For the first time, according to the CDC, health care institutions in the United States have to grapple with a form of C. auris that’s resistant to all antibiotic and antifungal treatments.
Candida auris strikes again, but this time the deadly Superbug’s super toxic powers seem to have been enhanced. The Centers for Disease Control and Prevention (CDC) reports that C. auris outbreaks have occurred in two hospitals in the Dallas-area, and a nursing home in Washington, D.C. What makes this a particularly troublesome development is that the Superbugs appear to be pan-resistant—that is resistant to all antibiotics available—and that includes echinocandins, a class of anti-fungal drugs that have proven to be the most effective against C auris.
“These two simultaneous, independent clusters of pan- or echinocandin-resistant C. auris cases in patients with overlapping inpatient health care exposures and without previous echinocandin use provide the first evidence suggesting that pan- or echinocandin-resistant C. auris strains might have been transmitted in U.S. health care settings,” CDC researchers report in the CDC publication Morbidity and Mortality Weekly Report (MMWR). “Surveillance, public health reporting, and infection control measures are critical to containing further spread. Clinicians should consider early antifungal susceptibility testing in patients with C. auris infection, especially in those with treatment failure.”
Also worrying, the clusters in the 3 health care facilities seem to have been created as a result of C. auris spreading from patient to patient.
“Among 22 clinical and screening cases of C. auris in Texas during the same period, two were pan-resistant and five were resistant to both echinocandins and fluconazole,” the MMWR report states. “These seven cases were identified in patients who were cared for at two facilities that share patients in the same city; two patients were at a long-term acute care hospital, three at a short-term acute care hospital, and two at both facilities.”
Meghan Lyman, MD, a medical officer in the CDC’s Mycotic Diseases Branch and the report’s corresponding author, said that “this is really the first time we’ve started seeing clustering of resistance” in which patients seemed to be getting the infections from each other.
The MMWR report states that “data are lacking about the most appropriate therapy for pan-resistant infections. Combination and investigational antifungal treatments can be considered, but evidence in clinical settings is limited. More information is needed to evaluate patient outcomes and identify proper treatment for C. auris cases with pan-resistance or echinocandin resistance.”
C. auris has been diagnosed in 40 countries since the first report about it in 2009, when clinicians found a single isolate from the discharge of the external ear canal of a 70-year-old inpatient at Tokyo Metropolitan Geriatric Hospital. By 2016, 13 cases had been identified in the United States, leading the CDC to issue interim recommendations, as well as a clinical alert, requesting laboratories to report cases and send samples to state and local health departments and the CDC.
As Infection Control Today® reported in the December issue, C. auris is difficult to identify with standard laboratory methods. It can be misidentified in labs without specific technology, which can lead to mismanagement.
Elizabeth Jefferson, PhD, CIC, an infection preventionist in the infection prevention and clinical epidemiology department at Scripps Memorial Hospital La Jolla, explained at the annual conference of the Association for Professionals in Infection Control and Epidemiology in June how quick action at her facility stopped C. auris from spreading.

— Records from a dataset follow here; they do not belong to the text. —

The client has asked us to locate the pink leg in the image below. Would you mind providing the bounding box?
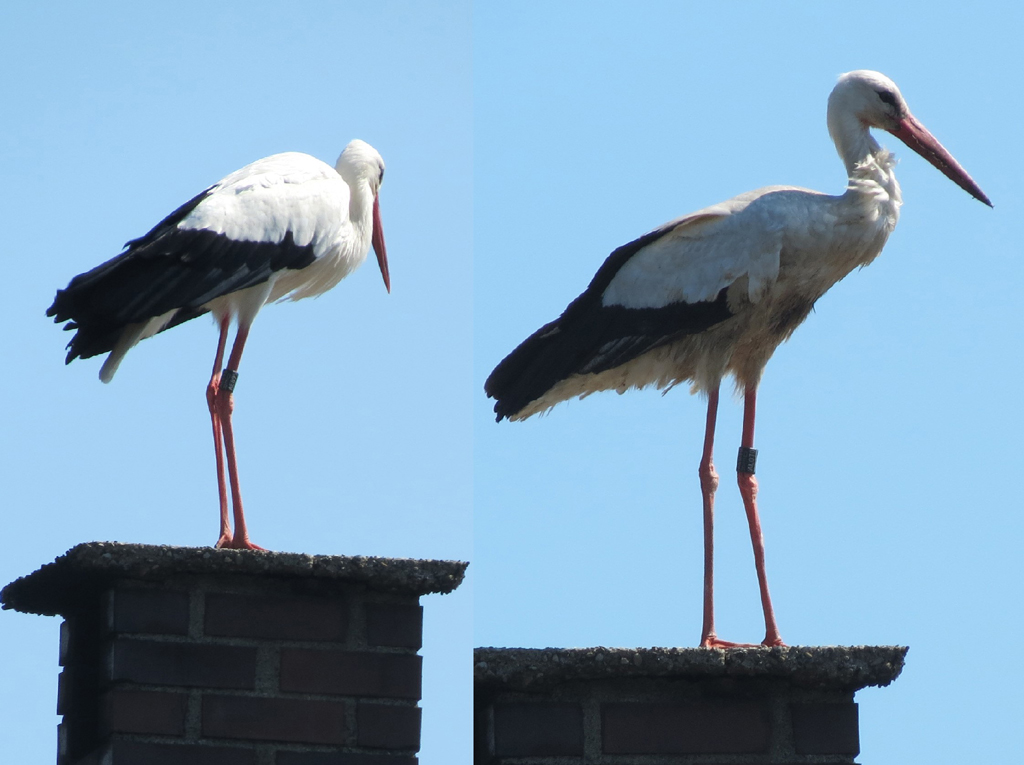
[697,388,721,648]
[736,387,785,645]
[206,316,231,547]
[208,325,263,550]
[698,388,754,648]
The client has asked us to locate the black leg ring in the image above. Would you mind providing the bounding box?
[220,369,239,393]
[736,447,758,475]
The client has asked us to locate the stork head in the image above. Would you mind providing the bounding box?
[828,69,992,207]
[335,138,391,292]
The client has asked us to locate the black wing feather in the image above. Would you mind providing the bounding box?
[46,186,315,363]
[484,221,732,422]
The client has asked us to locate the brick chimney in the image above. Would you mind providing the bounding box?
[0,543,467,765]
[474,646,907,765]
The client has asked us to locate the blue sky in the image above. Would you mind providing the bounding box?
[0,2,1024,765]
[0,2,475,765]
[473,2,1024,765]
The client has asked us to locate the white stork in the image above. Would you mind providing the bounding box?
[46,140,391,550]
[484,71,991,647]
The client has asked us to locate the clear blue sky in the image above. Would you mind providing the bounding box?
[0,2,476,765]
[0,2,1024,765]
[473,2,1024,765]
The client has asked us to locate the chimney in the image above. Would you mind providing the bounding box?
[0,543,467,765]
[474,646,907,765]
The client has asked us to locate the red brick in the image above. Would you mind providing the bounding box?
[110,639,256,690]
[790,702,860,755]
[281,648,423,699]
[355,702,421,752]
[98,738,256,765]
[274,750,419,765]
[204,593,348,642]
[203,694,348,743]
[494,703,583,757]
[367,603,423,649]
[109,588,188,635]
[100,688,188,735]
[601,702,769,755]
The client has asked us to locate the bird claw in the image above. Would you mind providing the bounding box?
[700,635,785,648]
[214,534,266,552]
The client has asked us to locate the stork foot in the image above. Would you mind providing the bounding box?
[700,635,785,648]
[214,535,266,551]
[700,635,760,648]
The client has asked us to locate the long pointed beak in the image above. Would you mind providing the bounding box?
[890,114,992,207]
[370,197,391,294]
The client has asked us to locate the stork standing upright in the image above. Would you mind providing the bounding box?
[46,140,391,550]
[484,71,991,647]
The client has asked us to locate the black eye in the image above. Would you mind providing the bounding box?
[879,90,896,107]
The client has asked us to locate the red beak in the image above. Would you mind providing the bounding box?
[370,197,391,294]
[890,114,992,207]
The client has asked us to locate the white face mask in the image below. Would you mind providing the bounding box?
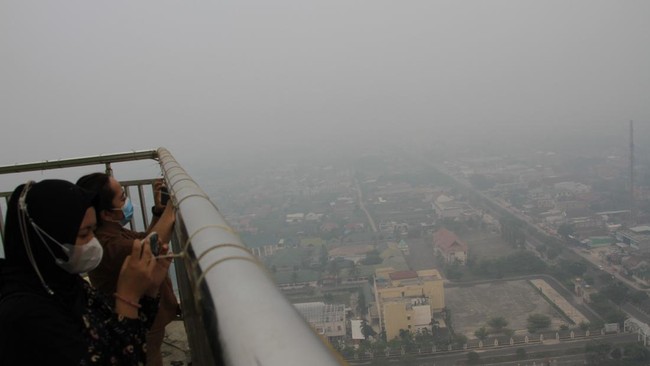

Jefferson told ICT® that “it’s really important to know that it just takes like one single case. You have to really pay attention and make sure that it stays contained so that you don’t have an outbreak. It just takes one case.”
C. auris is 1 of 5 Superbugs on the CDC’s urgent list of pathogenic threats. The other list categories are “serious” and “watch.” The CDC also encourages quick action when faced with C. auris. In its manual on antibiotic resistant threats, the agency cites a case of a patient in a long-term care facility who tested positive for the disease. “An extensive, aggressive containment response followed that involved screening hundreds of patients. When a new patient was identified as carrying or infected with C. auris, they were immediately put under special precautions to prevent spread. This vigilant action by public health officials and health care facilities helped control the spread of C. auris in Orange County, protecting hundreds of vulnerable patients.”
The MMWR report states: “Approximately 85% of C. auris isolates in the United States are resistant to azoles, 33% to amphotericin B, and 1% to echinocandins, based on tentative susceptibility breakpoints…. Echinocandins are thus critical for treatment of C. auris infections and are recommended as first-line therapy for most invasive Candida infections…. Echinocandin resistance is a concerning clinical and public health threat, particularly when coupled with resistance to azole and amphotericin B (pan-resistance).”